« Pourquoi l’argent est limité au Cameroun depuis un temps ? » Par Onguene Ateba

Que faut -il attendre d’une économie non productive ? Nous ne cessons d’attirer l’attention sur ce modèle économique engagé depuis le DSCE de 2009 via la SND30 qui est un modèle économique non productif et qui a entraîné ce que j’ai appelé dans mon dernier ouvrage à dédicacer la Théorie des Rhinocéros blancs. Ce sont les variables microéconomiques qui imposent les agrégats macroéconomiques.

C’est classique en microéconomie, le producteur est le déclencheur de l’offre et le consommateur de la demande. Voilà, le vrai sens de l’économie. Que produisons-nous en microéconomie pour que le PIB en macroéconomie soit considérable et inclusif ?

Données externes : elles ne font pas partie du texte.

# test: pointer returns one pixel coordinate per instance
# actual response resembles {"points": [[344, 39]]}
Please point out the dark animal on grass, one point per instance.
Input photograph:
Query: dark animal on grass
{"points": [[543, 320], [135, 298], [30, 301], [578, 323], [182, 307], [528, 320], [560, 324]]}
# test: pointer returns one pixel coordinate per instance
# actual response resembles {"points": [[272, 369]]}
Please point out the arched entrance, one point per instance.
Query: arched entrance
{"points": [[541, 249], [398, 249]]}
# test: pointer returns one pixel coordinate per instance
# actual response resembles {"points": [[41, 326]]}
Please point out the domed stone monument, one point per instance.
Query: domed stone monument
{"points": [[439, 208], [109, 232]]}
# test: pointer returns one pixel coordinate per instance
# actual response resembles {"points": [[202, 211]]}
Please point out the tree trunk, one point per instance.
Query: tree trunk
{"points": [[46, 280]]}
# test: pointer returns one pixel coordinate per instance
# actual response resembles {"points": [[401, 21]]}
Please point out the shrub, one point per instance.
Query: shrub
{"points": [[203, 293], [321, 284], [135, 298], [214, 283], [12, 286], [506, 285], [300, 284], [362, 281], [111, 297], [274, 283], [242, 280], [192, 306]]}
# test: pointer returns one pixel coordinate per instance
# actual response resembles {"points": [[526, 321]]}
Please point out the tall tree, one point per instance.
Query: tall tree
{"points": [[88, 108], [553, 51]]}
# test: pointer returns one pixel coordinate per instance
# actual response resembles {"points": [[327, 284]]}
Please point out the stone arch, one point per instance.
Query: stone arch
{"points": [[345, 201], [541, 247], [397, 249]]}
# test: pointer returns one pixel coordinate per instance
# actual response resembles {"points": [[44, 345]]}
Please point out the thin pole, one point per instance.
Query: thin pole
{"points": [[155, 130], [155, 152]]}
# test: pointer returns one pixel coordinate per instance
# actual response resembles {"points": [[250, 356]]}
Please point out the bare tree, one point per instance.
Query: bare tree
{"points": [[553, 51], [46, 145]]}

Yaoundé c’est en moyenne 4 millions de consommateurs pour environ une demande moyenne tout bien confondu de 6 milliards de fcfa minimum par jour. Cette demande n’arrive pas à être satisfaite, elle fait l’objet des importations à au moins 90%. Si l’on ramène cette demande aux 10 régions et par mois, on a une insatisfaction de la demande d’environ 2000 milliards de fcfa par mois.

Ramené annuellement, c’est exactement au moins 24.000 milliards de fcfa qui pouvaient s’ajouter au 36.000 milliards de cfa de PIB moyen annuel.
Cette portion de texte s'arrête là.